Center for Research in Molecular Medicine and Chronic Diseases (CIMUS), IDIS Research Institute, Universidade de Santiago de Compostela, Santiago de Compostela, Spain.
Department of Pharmacology, Pharmacy and Pharmaceutical Technology, School of Pharmacy, Universidade de Santiago de Compostela, Santiago de Compostela, Spain.
Front Immunol. 2020 Jul 7;11:1412. doi: 10.3389/fimmu.2020.01412. eCollection 2020.
Tumor-associated macrophages (TAMs), with M2-like immunosuppressive profiles, are key players in the development and dissemination of tumors. Hence, the induction of M1 pro-inflammatory and anti-tumoral states is critical to fight against cancer cells. The activation of the endosomal toll-like receptor 3 by its agonist poly(I:C) has shown to efficiently drive this polarization process. Unfortunately, poly(I:C) presents significant systemic toxicity, and its clinical use is restricted to a local administration. Therefore, the objective of this work has been to facilitate the delivery of poly(I:C) to macrophages through the use of nanotechnology, that will ultimately drive their phenotype toward pro-inflammatory states. Poly(I:C) was complexed to arginine-rich polypeptides, and then further enveloped with an anionic polymeric layer either by film hydration or incubation. Physicochemical characterization of the nanocomplexes was conducted by dynamic light scattering and transmission electron microscopy, and poly(I:C) association efficiency by gel electrophoresis. Primary human-derived macrophages were used as relevant cell model. Alamar Blue assay, ELISA, PCR and flow cytometry were used to determine macrophage viability, polarization, chemokine secretion and uptake of nanocomplexes. The cytotoxic activity of pre-treated macrophages against PANC-1 cancer cells was assessed by flow cytometry. The final poly(I:C) nanocomplexes presented sizes lower than 200 nm, with surface charges ranging from +40 to -20 mV, depending on the envelopment.

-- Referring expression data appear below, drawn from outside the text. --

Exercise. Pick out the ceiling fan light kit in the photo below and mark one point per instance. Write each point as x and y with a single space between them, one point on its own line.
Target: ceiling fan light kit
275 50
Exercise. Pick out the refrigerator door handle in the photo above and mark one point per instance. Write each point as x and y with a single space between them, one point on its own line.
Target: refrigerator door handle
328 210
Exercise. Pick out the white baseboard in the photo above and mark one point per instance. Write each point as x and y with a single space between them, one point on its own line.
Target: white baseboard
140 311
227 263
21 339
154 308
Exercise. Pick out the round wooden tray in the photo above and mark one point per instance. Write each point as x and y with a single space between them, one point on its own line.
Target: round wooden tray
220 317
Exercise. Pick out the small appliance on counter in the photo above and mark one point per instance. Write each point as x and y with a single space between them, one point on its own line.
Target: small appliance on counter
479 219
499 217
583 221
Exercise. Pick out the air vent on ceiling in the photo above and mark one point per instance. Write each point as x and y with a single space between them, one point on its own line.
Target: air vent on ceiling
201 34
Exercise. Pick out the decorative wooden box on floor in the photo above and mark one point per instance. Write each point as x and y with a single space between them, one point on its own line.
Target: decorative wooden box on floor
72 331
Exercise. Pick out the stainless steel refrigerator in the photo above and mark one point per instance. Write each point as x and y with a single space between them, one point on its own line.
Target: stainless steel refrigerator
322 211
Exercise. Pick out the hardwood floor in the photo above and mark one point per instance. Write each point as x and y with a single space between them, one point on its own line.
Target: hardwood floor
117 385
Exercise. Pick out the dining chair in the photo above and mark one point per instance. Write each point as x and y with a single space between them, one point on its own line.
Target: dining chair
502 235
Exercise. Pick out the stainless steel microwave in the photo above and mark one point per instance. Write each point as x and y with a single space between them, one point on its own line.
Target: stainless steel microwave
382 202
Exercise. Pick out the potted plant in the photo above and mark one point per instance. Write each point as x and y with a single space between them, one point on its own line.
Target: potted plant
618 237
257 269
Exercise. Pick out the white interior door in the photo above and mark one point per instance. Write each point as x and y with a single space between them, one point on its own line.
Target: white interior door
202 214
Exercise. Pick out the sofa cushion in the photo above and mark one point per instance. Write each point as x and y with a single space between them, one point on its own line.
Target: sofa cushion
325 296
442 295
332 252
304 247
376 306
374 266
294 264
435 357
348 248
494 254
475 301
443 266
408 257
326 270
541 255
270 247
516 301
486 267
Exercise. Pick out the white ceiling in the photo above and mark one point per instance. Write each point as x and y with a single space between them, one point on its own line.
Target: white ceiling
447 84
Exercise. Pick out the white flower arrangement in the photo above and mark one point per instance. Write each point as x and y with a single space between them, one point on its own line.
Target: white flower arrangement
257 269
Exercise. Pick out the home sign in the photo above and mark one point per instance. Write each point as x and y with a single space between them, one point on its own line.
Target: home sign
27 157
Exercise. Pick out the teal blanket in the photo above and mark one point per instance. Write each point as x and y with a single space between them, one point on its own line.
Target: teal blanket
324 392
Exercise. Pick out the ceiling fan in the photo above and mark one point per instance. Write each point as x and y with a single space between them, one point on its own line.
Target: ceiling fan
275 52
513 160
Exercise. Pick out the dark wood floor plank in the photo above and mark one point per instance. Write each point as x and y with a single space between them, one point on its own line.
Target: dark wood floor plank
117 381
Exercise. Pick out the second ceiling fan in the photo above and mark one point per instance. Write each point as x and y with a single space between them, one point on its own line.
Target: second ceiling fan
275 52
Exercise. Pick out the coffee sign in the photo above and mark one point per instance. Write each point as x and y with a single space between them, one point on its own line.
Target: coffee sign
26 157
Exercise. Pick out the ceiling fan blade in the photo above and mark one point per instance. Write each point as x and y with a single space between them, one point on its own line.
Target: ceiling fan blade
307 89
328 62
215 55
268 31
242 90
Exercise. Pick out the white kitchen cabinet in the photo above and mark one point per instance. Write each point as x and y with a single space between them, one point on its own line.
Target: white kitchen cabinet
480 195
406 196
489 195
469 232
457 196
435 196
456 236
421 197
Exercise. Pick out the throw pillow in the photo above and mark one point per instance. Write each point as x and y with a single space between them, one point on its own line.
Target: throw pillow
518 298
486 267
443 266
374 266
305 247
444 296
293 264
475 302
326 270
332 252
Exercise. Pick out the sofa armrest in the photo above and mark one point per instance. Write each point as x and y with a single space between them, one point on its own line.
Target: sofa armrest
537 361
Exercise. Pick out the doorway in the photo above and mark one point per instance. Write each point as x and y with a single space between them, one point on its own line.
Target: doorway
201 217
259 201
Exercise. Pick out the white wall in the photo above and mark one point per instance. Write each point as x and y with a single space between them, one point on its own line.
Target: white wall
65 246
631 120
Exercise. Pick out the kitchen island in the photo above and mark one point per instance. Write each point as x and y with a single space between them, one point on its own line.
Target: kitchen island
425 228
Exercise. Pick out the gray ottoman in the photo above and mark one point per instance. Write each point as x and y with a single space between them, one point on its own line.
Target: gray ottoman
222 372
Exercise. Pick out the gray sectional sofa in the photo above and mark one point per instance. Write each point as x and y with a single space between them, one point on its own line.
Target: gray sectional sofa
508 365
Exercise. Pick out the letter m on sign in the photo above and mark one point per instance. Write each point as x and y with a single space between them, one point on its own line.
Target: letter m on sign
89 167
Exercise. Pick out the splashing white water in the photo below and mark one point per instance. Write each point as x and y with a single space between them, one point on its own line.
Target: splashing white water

They all presented high poly(I:C) loading values, from 12 to 50%, and great stability in cell culture media. , poly(I:C) nanocomplexes were highly taken up by macrophages, in comparison to the free molecule. Macrophage treatment with these nanocomplexes did not reduce their viability and efficiently stimulated the secretion of the T-cell recruiter chemokines CXCL10 and CCL5, of great importance for an effective anti-tumor immune response. Finally, poly(I:C) nanocomplexes significantly increased the ability of treated macrophages to directly kill cancer cells. Overall, these enveloped poly(I:C) nanocomplexes might represent a therapeutic option to fight cancer through the induction of cytotoxic M1-polarized macrophages.
肿瘤相关巨噬细胞(TAMs)具有 M2 样免疫抑制表型,是肿瘤发生和扩散的关键因素。因此,诱导 M1 促炎和抗肿瘤状态对于对抗癌细胞至关重要。其激动剂聚肌苷酸(poly(I:C))激活内体 Toll 样受体 3 已被证明能有效地促进这种极化过程。不幸的是,poly(I:C)具有显著的全身毒性,其临床应用仅限于局部给药。因此,本工作的目的是通过使用纳米技术将 poly(I:C)递送到巨噬细胞中,从而最终将其表型驱动为促炎状态。poly(I:C)与精氨酸丰富的多肽复合,然后通过薄膜水化或孵育进一步用阴离子聚合物层包被。通过动态光散射和透射电子显微镜对纳米复合物进行理化特性表征,通过凝胶电泳测定 poly(I:C)的结合效率。原代人源巨噬细胞作为相关细胞模型。使用阿尔玛蓝测定法、ELISA、PCR 和流式细胞术来确定巨噬细胞的活力、极化、趋化因子分泌和纳米复合物的摄取。通过流式细胞术评估预处理巨噬细胞对 PANC-1 癌细胞的细胞毒性活性。最终的 poly(I:C)纳米复合物的粒径小于 200nm,表面电荷范围为+40 至-20mV,具体取决于包被。它们都具有高载药量,从 12%到 50%,并且在细胞培养基中具有很好的稳定性。与游离分子相比,poly(I:C)纳米复合物被巨噬细胞大量摄取。用这些纳米复合物处理巨噬细胞不会降低其活力,并能有效地刺激 T 细胞募集趋化因子 CXCL10 和 CCL5 的分泌,这对于有效的抗肿瘤免疫反应非常重要。最后,poly(I:C)纳米复合物显著提高了处理后的巨噬细胞直接杀死癌细胞的能力。总的来说,这些包被的 poly(I:C)纳米复合物可能代表了通过诱导细胞毒性 M1 极化巨噬细胞来治疗癌症的一种治疗选择。